At the Holiday bowling banquet at Hobart Lanes I pigged out on hot beef sandwiches, deviled eggs, corn pudding, veggies, and brownies.  My pickle spears went fast, and a woman inquired where I had bought them (Jewel in Chesterton).  Robbie brought an entire cake.  The Engineers took two games from Frank’s Gang despite a 687 by Mark Garzella, Sr., who had a chance for a 700 series but left an 8-10 split in his final frame.  A few years ago Garzella rolled a 767.  Our anchor Frank Shufran finished with a turkey for a 245, enabling us to win series.  Opponent Tom Iseminger resembled Al Pacino.  Duke Caminsky, resplendent in a Christmas shirt, shouted to Melvin Nelson to “hit the head pin, dummy,” although it seemed like every time Melvie did, he left a split.  Before leaving I polished off two homemade cookies and wrapped a couple brownies in a napkin for Toni.

The Gary Roosevelt and Indianapolis Crispus Attucks basketball teams who in 1955 vied for the state basketball championship were 2015 South Shore Wall of Legends inductees.  Also honored: General Lew Wallace, Civil War general and author of “Ben Hur,” and Civil War soldiers from the Twentieth Indiana infantry 

A writer who calls himself Gary Indiana made the New York magazine “top ten” list with a memoir titled “I Can Give You Anything But Love.”  The author has also written the novels “Depraved Indifference” (2002) and “Do Everything in the Dark” (2003).

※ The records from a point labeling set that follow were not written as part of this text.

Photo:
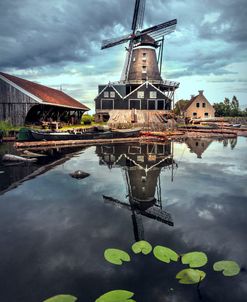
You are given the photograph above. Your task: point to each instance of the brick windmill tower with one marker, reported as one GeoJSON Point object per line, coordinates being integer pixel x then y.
{"type": "Point", "coordinates": [141, 95]}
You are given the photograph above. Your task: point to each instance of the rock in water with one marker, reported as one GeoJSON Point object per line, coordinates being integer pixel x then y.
{"type": "Point", "coordinates": [79, 174]}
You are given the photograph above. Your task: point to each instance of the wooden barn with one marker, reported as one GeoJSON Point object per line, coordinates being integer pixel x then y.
{"type": "Point", "coordinates": [23, 102]}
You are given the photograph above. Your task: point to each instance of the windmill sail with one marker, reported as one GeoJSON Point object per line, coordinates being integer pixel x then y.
{"type": "Point", "coordinates": [138, 16]}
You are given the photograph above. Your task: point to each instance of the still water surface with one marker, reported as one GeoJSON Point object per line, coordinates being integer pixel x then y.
{"type": "Point", "coordinates": [187, 196]}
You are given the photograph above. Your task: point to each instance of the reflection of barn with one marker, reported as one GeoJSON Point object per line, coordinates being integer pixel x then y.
{"type": "Point", "coordinates": [22, 101]}
{"type": "Point", "coordinates": [142, 165]}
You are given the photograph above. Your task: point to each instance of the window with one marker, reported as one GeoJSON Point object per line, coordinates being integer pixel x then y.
{"type": "Point", "coordinates": [160, 105]}
{"type": "Point", "coordinates": [107, 104]}
{"type": "Point", "coordinates": [151, 105]}
{"type": "Point", "coordinates": [135, 104]}
{"type": "Point", "coordinates": [140, 94]}
{"type": "Point", "coordinates": [106, 94]}
{"type": "Point", "coordinates": [153, 94]}
{"type": "Point", "coordinates": [112, 94]}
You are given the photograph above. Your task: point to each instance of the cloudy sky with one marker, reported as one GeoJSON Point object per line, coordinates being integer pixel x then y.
{"type": "Point", "coordinates": [57, 42]}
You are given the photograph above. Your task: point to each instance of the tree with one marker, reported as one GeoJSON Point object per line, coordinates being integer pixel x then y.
{"type": "Point", "coordinates": [229, 108]}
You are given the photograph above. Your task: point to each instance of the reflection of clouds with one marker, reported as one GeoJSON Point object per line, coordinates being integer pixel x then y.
{"type": "Point", "coordinates": [205, 214]}
{"type": "Point", "coordinates": [54, 230]}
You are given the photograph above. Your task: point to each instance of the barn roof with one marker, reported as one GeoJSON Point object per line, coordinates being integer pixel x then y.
{"type": "Point", "coordinates": [45, 94]}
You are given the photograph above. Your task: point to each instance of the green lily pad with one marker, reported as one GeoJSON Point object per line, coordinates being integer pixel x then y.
{"type": "Point", "coordinates": [165, 254]}
{"type": "Point", "coordinates": [190, 276]}
{"type": "Point", "coordinates": [116, 296]}
{"type": "Point", "coordinates": [62, 298]}
{"type": "Point", "coordinates": [195, 259]}
{"type": "Point", "coordinates": [142, 247]}
{"type": "Point", "coordinates": [229, 268]}
{"type": "Point", "coordinates": [116, 256]}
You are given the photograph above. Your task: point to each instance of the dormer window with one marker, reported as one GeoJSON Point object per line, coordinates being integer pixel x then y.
{"type": "Point", "coordinates": [153, 94]}
{"type": "Point", "coordinates": [112, 94]}
{"type": "Point", "coordinates": [140, 94]}
{"type": "Point", "coordinates": [144, 69]}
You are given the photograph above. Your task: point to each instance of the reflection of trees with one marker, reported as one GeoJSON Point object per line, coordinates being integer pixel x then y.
{"type": "Point", "coordinates": [141, 166]}
{"type": "Point", "coordinates": [233, 142]}
{"type": "Point", "coordinates": [198, 146]}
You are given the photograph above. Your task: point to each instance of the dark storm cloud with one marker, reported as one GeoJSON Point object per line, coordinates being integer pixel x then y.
{"type": "Point", "coordinates": [55, 33]}
{"type": "Point", "coordinates": [35, 33]}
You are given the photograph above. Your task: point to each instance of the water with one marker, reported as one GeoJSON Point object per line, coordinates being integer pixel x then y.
{"type": "Point", "coordinates": [54, 228]}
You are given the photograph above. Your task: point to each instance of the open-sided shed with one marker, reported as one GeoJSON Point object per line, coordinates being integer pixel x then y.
{"type": "Point", "coordinates": [23, 101]}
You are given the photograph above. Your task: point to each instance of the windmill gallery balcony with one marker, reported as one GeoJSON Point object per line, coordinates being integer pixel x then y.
{"type": "Point", "coordinates": [141, 87]}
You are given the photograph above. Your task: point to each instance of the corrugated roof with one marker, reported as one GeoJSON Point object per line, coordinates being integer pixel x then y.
{"type": "Point", "coordinates": [46, 94]}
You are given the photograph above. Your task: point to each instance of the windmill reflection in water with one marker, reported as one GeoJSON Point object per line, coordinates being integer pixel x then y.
{"type": "Point", "coordinates": [141, 165]}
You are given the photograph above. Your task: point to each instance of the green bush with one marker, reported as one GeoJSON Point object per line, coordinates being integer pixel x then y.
{"type": "Point", "coordinates": [6, 126]}
{"type": "Point", "coordinates": [87, 119]}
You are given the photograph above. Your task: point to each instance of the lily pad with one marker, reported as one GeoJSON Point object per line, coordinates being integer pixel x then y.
{"type": "Point", "coordinates": [116, 256]}
{"type": "Point", "coordinates": [229, 268]}
{"type": "Point", "coordinates": [142, 247]}
{"type": "Point", "coordinates": [190, 276]}
{"type": "Point", "coordinates": [116, 296]}
{"type": "Point", "coordinates": [62, 298]}
{"type": "Point", "coordinates": [195, 259]}
{"type": "Point", "coordinates": [165, 254]}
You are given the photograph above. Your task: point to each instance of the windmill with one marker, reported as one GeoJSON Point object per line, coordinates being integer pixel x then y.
{"type": "Point", "coordinates": [141, 166]}
{"type": "Point", "coordinates": [148, 39]}
{"type": "Point", "coordinates": [141, 97]}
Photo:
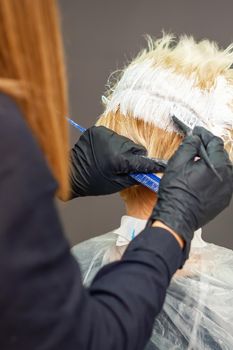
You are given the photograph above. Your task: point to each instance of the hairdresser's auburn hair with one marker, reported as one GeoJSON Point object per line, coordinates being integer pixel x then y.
{"type": "Point", "coordinates": [201, 61]}
{"type": "Point", "coordinates": [32, 72]}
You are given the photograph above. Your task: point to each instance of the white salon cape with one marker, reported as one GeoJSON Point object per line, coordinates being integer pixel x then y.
{"type": "Point", "coordinates": [198, 309]}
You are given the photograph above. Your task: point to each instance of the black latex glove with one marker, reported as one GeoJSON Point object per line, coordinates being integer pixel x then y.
{"type": "Point", "coordinates": [190, 194]}
{"type": "Point", "coordinates": [101, 161]}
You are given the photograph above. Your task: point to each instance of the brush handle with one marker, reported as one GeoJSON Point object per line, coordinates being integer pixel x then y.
{"type": "Point", "coordinates": [149, 180]}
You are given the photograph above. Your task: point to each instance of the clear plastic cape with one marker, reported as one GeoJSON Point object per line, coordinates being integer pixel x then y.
{"type": "Point", "coordinates": [198, 309]}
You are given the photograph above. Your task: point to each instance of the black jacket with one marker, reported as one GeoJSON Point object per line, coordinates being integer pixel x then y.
{"type": "Point", "coordinates": [43, 304]}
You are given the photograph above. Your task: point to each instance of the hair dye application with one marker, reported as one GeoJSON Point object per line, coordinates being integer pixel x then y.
{"type": "Point", "coordinates": [193, 81]}
{"type": "Point", "coordinates": [188, 79]}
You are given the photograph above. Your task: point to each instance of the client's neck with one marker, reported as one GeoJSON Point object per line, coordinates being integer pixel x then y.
{"type": "Point", "coordinates": [141, 206]}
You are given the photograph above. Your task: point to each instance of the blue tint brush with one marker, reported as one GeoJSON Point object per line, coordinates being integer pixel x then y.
{"type": "Point", "coordinates": [151, 181]}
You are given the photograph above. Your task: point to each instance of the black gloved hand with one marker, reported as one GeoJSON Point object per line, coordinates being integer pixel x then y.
{"type": "Point", "coordinates": [190, 194]}
{"type": "Point", "coordinates": [101, 161]}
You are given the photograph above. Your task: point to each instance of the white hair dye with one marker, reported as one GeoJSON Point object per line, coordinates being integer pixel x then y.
{"type": "Point", "coordinates": [154, 94]}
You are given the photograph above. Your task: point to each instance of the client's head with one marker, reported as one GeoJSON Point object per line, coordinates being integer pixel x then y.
{"type": "Point", "coordinates": [192, 80]}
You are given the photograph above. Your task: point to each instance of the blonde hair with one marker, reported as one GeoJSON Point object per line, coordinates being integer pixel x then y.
{"type": "Point", "coordinates": [128, 106]}
{"type": "Point", "coordinates": [32, 72]}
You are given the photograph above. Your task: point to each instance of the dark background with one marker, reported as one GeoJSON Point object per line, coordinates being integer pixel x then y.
{"type": "Point", "coordinates": [99, 37]}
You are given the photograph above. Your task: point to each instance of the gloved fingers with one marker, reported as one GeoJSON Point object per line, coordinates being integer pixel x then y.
{"type": "Point", "coordinates": [205, 135]}
{"type": "Point", "coordinates": [214, 146]}
{"type": "Point", "coordinates": [142, 164]}
{"type": "Point", "coordinates": [187, 151]}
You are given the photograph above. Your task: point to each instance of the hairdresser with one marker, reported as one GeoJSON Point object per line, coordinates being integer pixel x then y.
{"type": "Point", "coordinates": [43, 304]}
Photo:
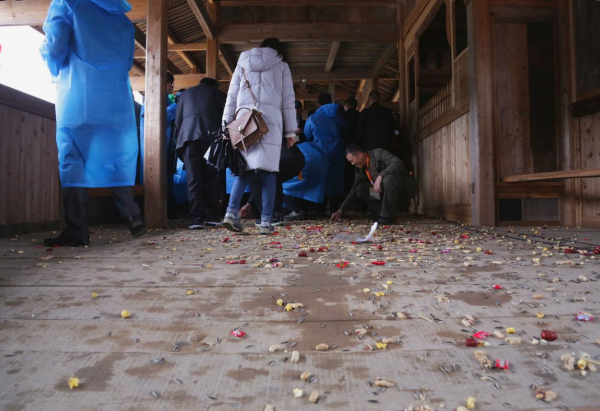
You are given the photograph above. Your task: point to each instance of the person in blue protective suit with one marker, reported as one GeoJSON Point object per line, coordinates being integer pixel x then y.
{"type": "Point", "coordinates": [89, 50]}
{"type": "Point", "coordinates": [323, 172]}
{"type": "Point", "coordinates": [176, 174]}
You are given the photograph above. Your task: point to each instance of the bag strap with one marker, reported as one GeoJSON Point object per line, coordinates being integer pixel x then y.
{"type": "Point", "coordinates": [249, 88]}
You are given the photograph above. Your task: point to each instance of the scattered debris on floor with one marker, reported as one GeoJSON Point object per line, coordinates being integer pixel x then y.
{"type": "Point", "coordinates": [432, 315]}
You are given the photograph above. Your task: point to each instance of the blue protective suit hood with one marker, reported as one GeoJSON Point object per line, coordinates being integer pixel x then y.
{"type": "Point", "coordinates": [259, 59]}
{"type": "Point", "coordinates": [89, 48]}
{"type": "Point", "coordinates": [113, 6]}
{"type": "Point", "coordinates": [329, 109]}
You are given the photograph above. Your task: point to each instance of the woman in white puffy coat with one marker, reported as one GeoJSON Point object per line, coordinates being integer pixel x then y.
{"type": "Point", "coordinates": [271, 83]}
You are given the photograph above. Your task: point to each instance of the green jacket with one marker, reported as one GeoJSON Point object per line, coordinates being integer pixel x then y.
{"type": "Point", "coordinates": [384, 162]}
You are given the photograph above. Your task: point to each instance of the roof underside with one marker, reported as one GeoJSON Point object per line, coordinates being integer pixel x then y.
{"type": "Point", "coordinates": [304, 51]}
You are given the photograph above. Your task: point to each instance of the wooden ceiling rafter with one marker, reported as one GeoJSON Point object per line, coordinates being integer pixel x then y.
{"type": "Point", "coordinates": [189, 60]}
{"type": "Point", "coordinates": [226, 60]}
{"type": "Point", "coordinates": [201, 13]}
{"type": "Point", "coordinates": [335, 47]}
{"type": "Point", "coordinates": [387, 54]}
{"type": "Point", "coordinates": [140, 41]}
{"type": "Point", "coordinates": [302, 3]}
{"type": "Point", "coordinates": [293, 32]}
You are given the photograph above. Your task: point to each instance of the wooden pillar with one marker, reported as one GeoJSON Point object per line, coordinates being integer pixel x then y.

A gay veteran of the Haight-Ashbury scene who now teaches literature and philosophy (?) at New York’s New School, Indiana admits, “I’m old enough to justify writing about my history, but too old to remember much of it.” Living in 1919 in a commune populated by “emotionally flattened hippies . . . fond of elaborate, cruel psychological games,” Indiana recalled:
  In the long rancid afterglow of the summer of love, the Haight-Ashbury had puddled into a gritty slum of boarded-up head shops and strung-out junkies, thuggish dealers, undercover cops in love beads and fright wigs.  The hippie saturnalia had continued as a sinister parody of itself, featuring overdoses and rip-offs and sudden flashes of violence.

Steve McShane distributed ten copies of “Education the Calumet Region: A History of Indiana University Northwest” (Steel Shavings, volume 35, 2004), co-edited with Paul Kern at a meeting of the Council of University Historians, charged with planning projects for IU’s bicentennial in 2020.